Devery Jacobs Priya Guns V.T. Nayani | This Place | VQFF 2023
Vancouver Queer Film Festival
Mohawk actress Devery Jacobs (originally from Kahnawà:ke Territory outside of Montreal) stars as a mixed-race Indigenous-Iranian student in the moving queer romantic drama This Place. Set in Toronto, freshman director V.T. Nayani tells parallel stories of daughters of refugees dealing with the ghosts of absent fathers set against Canada's history of both settling and displacing its inhabitants.

Actress/writer Priya Guns also stars as Malai, a Tamil math whiz whose family escaped the genocidal Sri Lankan Civil War with their own historical scars. Jacobs as Kawenniióhstha is such a delight. She and Guns have an easy and natural chemistry as new friends excited by the possibilities of their relationship. They bond over their shared feeling as outsiders, often mistaken for very different kinds of "Indians" in Canada.

Written by Golshan Abdmoulaie, Jacobs, and Nayani, This Place uses its spareness to express a touching multi-ethnic sense of self-discovery from its characters' anxieties around cultural displacement. Still, how the film weaves the complicated racial histories of its characters through Canadian history provides a rich, occasionally heavy-handed, portrait of young adulthood.

Naynani crafts a touching story of fractured cultural identities focused on the act of forgiveness.
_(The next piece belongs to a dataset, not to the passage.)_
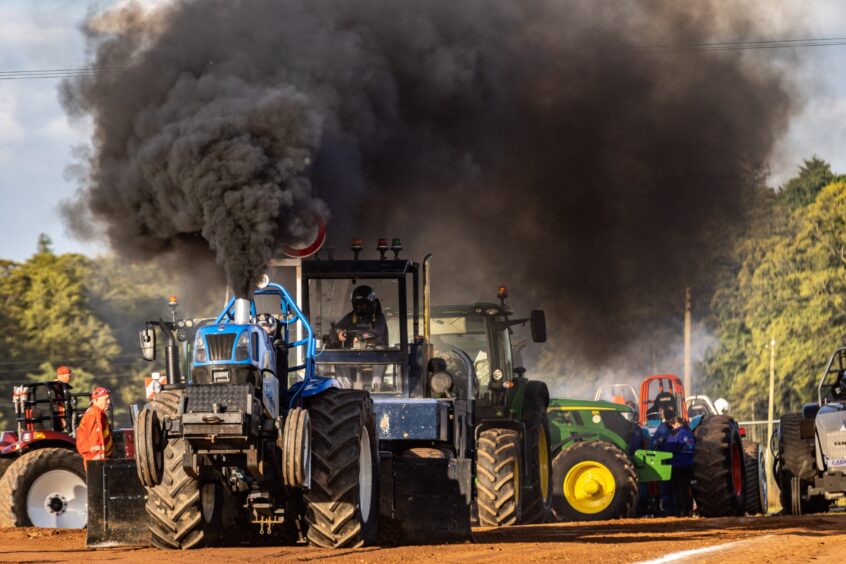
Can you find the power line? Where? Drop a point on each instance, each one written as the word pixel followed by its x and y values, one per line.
pixel 709 47
pixel 705 47
pixel 55 73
Its exploration of land and place (as the title would suggest) beyond geography makes its racial themes so mature and a true reflection of the people who (reluctantly) call Canada home. This Place weaves aspects of Mohawk, Tamil, and Persian identity organically and thoughtfully as it interrogates the location of where people are actually from.

This Place screened at the 2023 Vancouver Queer Film Festival. It's available through digital and video on demand.